NumPy arrays with pre-allocated memory

Sep 09 2008 Published by under NumPy, Open Source, Python, SciPy

A common need whenever NumPy is used to mediate the Python level access to another library
is to wrap the memory that the library creates using its own allocator into a NumPy array. This allows easy Python-side manipulation of the data already available without requiring an un-necessary copy. Fundamentally this is easy to do using PyArray_SimpleNewFromData. The C-level calling syntax is

int nd;
npy_intp *dims
void *data;

arr = PyArray_SimpleNewFromData(nd, dims, typenum, data);

In this code block, nd is the number of dimensions, dims is a C-array of integers describing the number of elements in each dimension of the array, typenum is the simple data-type of the NumPy array (e.g. NPY_DOUBLE), and data is the pointer to the memory that has been previously allocated.

By default, the memory for the NumPy array will be interpreted as a C-ordered contiguous array. If you need more control over the data-type or the striding of the array, then you can also use PyArray_NewFromDescr.

This is the simple part and code like this has been possible in Numeric for more than a decade. The tricky part, however, is memory management. How does the memory get deallocated? The suggestions have always been something similar to “make sure the memory doesn’t get deallocated before the NumPy
array disappears.” This is nice advice, but not generally helpful as it basically just tells you to create a memory leak.

All that NumPy does internally is to un-set a flag on the array object indicating that the array doesn’t own its memory pointer and so NumPy won’t free the memory when the last reference to the array disappears.
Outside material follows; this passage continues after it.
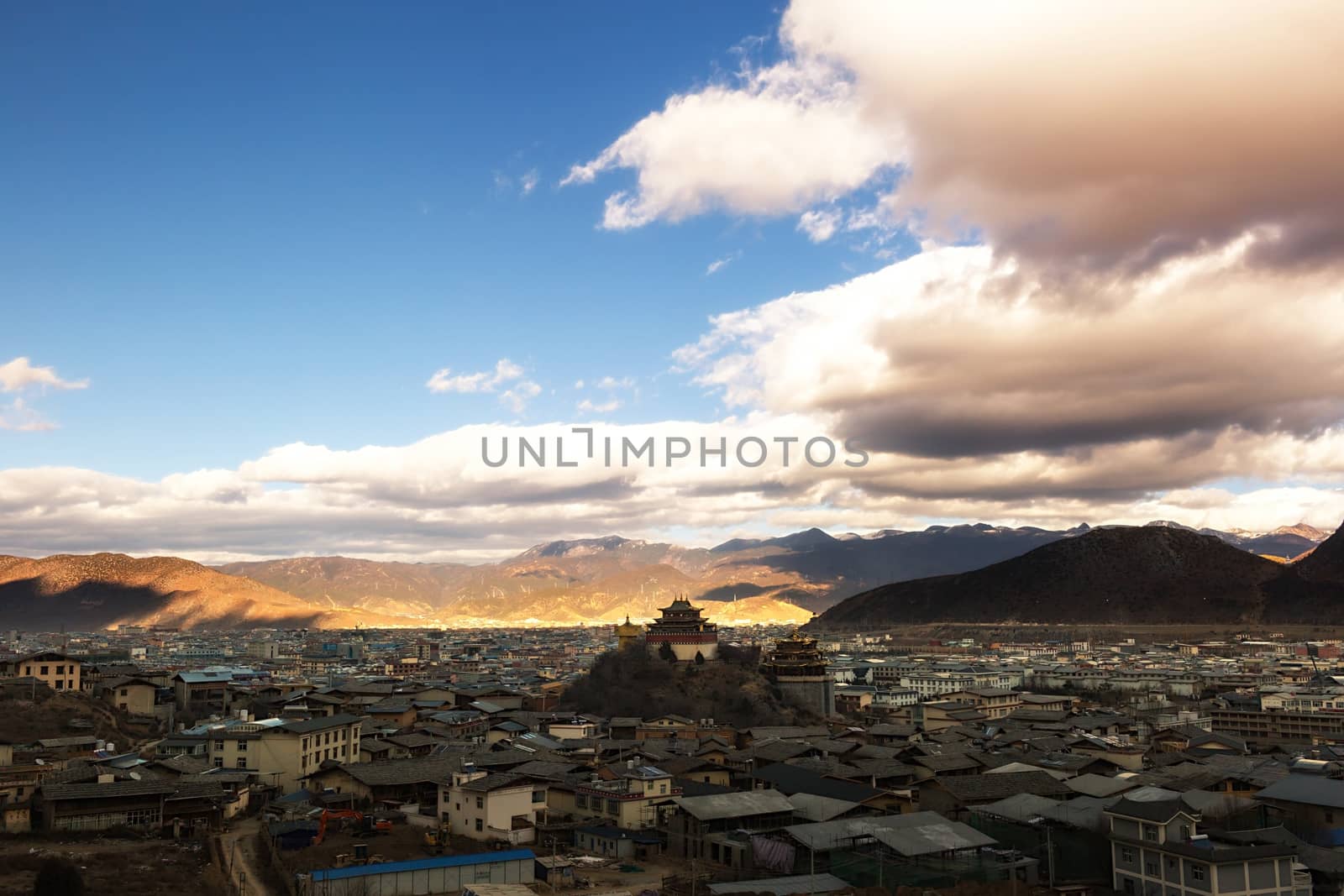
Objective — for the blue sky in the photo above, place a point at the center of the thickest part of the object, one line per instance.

The key to managing memory correctly is to recognize that every NumPy array that doesn’t own its own memory can also point to a “base” object from which it obtained the memory. This base object is usually another NumPy array or an object exposing the buffer protocol — but it can be any object (even one we create on the fly). This object is DECREF’d when the NumPy array is deallocated and if the NumPy array contains the only reference to the object, then it will also be deallocated when the NumPy array is deallocated.

Thus, a good way to manage memory from another allocator is to create an instance of a new Python type. You then store the pointer to the memory (and anything else you may need to call the deallocator correctly) in the instance. Finally, you call the deallocator in the tp_dealloc function of the new Python type you’ve created. Then, you point the base member of your new NumPy array to the new object you’ve created.
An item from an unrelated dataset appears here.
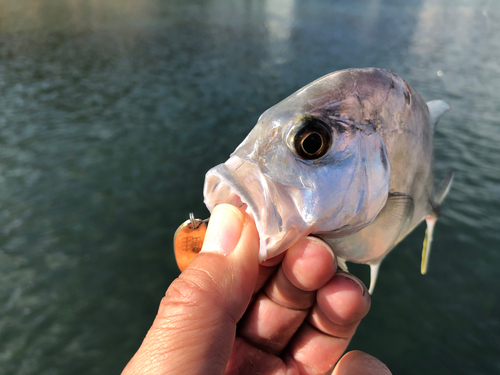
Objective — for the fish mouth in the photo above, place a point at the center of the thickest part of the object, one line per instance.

The concept is relatively simple, but there are enough moving parts that an example is probably useful. Let’s say I want to create an extension module that only uses NumPy arrays allocated on 16-byte boundaries (maybe I’m experimenting with some SIMD instructions). I want to use arrays whose data is allocated using the aligned allocator defined below (borrowed from a patch to NumPy by David Cournapeau):

#include
#define uintptr_t size_t

#define _NOT_POWER_OF_TWO(n) (((n) & ((n) – 1)))
#define _UI(p) ((uintptr_t) (p))
#define _CP(p) ((char *) p)

#define _PTR_ALIGN(p0, alignment) \
((void *) (((_UI(p0) + (alignment + sizeof(void*))) \
& (~_UI(alignment – 1)))))

/* pointer must sometimes be aligned; assume sizeof(void*) is a power of two */
#define _ORIG_PTR(p) (*(((void **) (_UI(p) & (~_UI(sizeof(void*) – 1)))) – 1))

static void *_aligned_malloc(size_t size, size_t alignment)
{
void *p0, *p;

if (_NOT_POWER_OF_TWO(alignment)) {
errno = EINVAL;
return ((void *) 0);
}
if (size == 0) {
return ((void *) 0);
}
if (alignment < sizeof(void *)) {
alignment = sizeof(void *);
}

/* including the extra sizeof(void*) is overkill on a 32-bit
machine, since malloc is already 8-byte aligned, as long
as we enforce alignment >= 8 …but oh well */

p0 = malloc(size + (alignment + sizeof(void *)));
if (!p0) {
return ((void *) 0);
}
p = _PTR_ALIGN(p0, alignment);
_ORIG_PTR(p) = p0;
return p;
}

static void _aligned_free(void *memblock)
{
if (memblock) {
free(NPY_ALIGNED_ORIG_PTR(memblock));
}
}

Now, to create arrays using this allocator we just need to allocate the needed memory and use SimpleNewFromData. Then we create a new object encapsulating the deallocation and set this as the base object of the ndarray.

int nd=2
npy_intp dims[2]={10,20};
size_t size;
PyObject newobj, arr=NULL;
void *mymem;

size = PyArray_MultiplyList(dims, nd);
mymem = _aligned_malloc(size, 16);
arr = PyArray_SimpleNewFromData(nd, dims, NPY_DOUBLE, mymem);
if (arr == NULL) goto fail;
newobj = PyObject_New(_MyDeallocObject, &_MyDealloc_Type);
if (newobj == NULL) goto fail;
((_MyDeallocObject *)newobj)->memory = mymem;
PyArray_BASE(arr) = newobj;

fail:
_aligned_free(size);
Py_XDECREF(arr);

Now, all that is missing is the code to create the new Python Type. That code is

typedef struct {
PyObject_HEAD
void *memory;
} _MyDeallocObject;

static void
_mydealloc_dealloc(_MyDeallocObject *self)
{
_aligned_free(self->memory);
self->ob_type->tp_free((PyObject *)self);
}

static PyTypeObject _myDeallocType = {
PyObject_HEAD_INIT(NULL)
0, /*ob_size*/
“mydeallocator”, /*tp_name*/
sizeof(_MyDeallocObject), /*tp_basicsize*/
0, /*tp_itemsize*/
_mydealloc_dealloc, /*tp_dealloc*/
0, /*tp_print*/
0, /*tp_getattr*/
0, /*tp_setattr*/
0, /*tp_compare*/
0, /*tp_repr*/
0, /*tp_as_number*/
0, /*tp_as_sequence*/
0, /*tp_as_mapping*/
0, /*tp_hash */
0, /*tp_call*/
0, /*tp_str*/
0, /*tp_getattro*/
0, /*tp_setattro*/
0, /*tp_as_buffer*/
Py_TPFLAGS_DEFAULT, /*tp_flags*/
“Internal deallocator object”, /* tp_doc */
};

Don’t forget to add the following to the extension type initialization module in order to initialize the new Python type that has been created.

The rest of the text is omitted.